Выбрать главу

Case acquiesça. L’odeur de gingembre en poudre était entêtante.

— J’ai passé la guerre à Lisbonne, tu sais, reprit Deane en rabaissant le pistolet. Chouette coin, ça, Lisbonne.

— Dans l’active, Julie ?

— À peine. Quoique… j’en aie vu, de l’action. (Deane sourit de son sourire rose.) Merveilleux, ce que peut faire une guerre pour vous stimuler le marché.

— Merci, Julie. Je te revaudrai ça.

— C’était rien, Case. Et au revoir.

Et plus tard, il se dirait que cette soirée chez Sammi était mal barrée depuis le début, que même lorsqu’il avait suivi Molly le long de ce corridor, traînant les pieds au milieu d’une couche piétinée de bouts de tickets et de tasses en polystyrène écrasées, il l’avait senti. La mort de Linda, qui guettait…

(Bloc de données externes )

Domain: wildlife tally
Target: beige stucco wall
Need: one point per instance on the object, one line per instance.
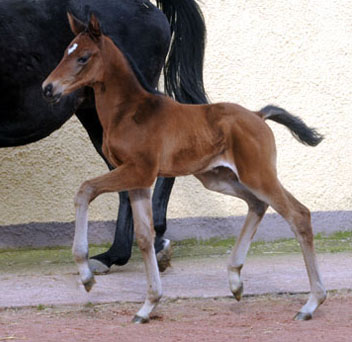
(296, 54)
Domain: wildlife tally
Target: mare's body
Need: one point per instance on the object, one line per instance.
(230, 149)
(33, 35)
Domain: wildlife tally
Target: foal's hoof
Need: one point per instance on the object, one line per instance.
(303, 316)
(140, 320)
(97, 267)
(238, 293)
(89, 284)
(164, 256)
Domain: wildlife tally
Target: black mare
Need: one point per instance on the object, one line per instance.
(33, 36)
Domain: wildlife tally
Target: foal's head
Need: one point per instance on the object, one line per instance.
(82, 64)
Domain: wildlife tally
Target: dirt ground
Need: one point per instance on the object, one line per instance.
(258, 318)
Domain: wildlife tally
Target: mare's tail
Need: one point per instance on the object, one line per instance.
(304, 134)
(183, 71)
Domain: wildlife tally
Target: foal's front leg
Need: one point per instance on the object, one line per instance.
(123, 178)
(143, 223)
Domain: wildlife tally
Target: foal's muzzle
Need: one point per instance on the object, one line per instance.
(48, 93)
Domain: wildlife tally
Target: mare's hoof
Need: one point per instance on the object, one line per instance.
(164, 256)
(97, 267)
(89, 284)
(238, 293)
(303, 316)
(140, 320)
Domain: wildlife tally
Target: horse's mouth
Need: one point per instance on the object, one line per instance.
(53, 99)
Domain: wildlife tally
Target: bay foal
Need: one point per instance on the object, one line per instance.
(227, 147)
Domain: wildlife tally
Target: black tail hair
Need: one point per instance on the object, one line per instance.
(183, 71)
(304, 134)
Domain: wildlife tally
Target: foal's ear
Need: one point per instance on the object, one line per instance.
(76, 25)
(94, 27)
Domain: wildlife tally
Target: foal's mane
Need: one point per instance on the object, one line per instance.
(141, 79)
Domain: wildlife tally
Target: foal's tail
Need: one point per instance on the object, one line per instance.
(183, 71)
(304, 134)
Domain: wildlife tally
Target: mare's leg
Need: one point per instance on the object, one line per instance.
(143, 223)
(298, 217)
(119, 179)
(225, 181)
(120, 251)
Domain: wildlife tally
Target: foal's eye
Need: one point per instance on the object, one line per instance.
(83, 59)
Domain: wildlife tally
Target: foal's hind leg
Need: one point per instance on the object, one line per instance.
(298, 217)
(122, 178)
(143, 223)
(225, 181)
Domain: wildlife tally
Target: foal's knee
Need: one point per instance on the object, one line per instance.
(145, 240)
(83, 195)
(303, 224)
(259, 207)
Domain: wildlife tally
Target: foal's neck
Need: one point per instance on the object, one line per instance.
(120, 89)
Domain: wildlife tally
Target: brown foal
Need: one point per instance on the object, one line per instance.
(146, 134)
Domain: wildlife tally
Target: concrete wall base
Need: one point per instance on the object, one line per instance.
(273, 227)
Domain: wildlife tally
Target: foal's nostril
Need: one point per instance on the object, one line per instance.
(48, 90)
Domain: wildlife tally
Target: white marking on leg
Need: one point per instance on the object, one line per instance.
(72, 48)
(80, 241)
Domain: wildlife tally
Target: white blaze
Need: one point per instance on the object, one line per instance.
(72, 48)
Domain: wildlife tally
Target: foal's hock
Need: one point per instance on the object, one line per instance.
(227, 147)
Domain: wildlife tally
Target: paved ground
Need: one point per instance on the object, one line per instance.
(188, 277)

Ils étaient allés au Namban, après qu’il eut vu Deane et réglé sa dette envers Gage avec un rouleau de nouveaux yens d’Armitage. Gage avait apprécié, ses mignons un peu moins et Molly n’avait cessé de sourire aux côtés de Case avec une espèce d’ardeur extatique et fauve, attendant manifestement que l’un d’eux fît un geste inconsidéré. Puis il l’avait ramenée au Tchat prendre un verre.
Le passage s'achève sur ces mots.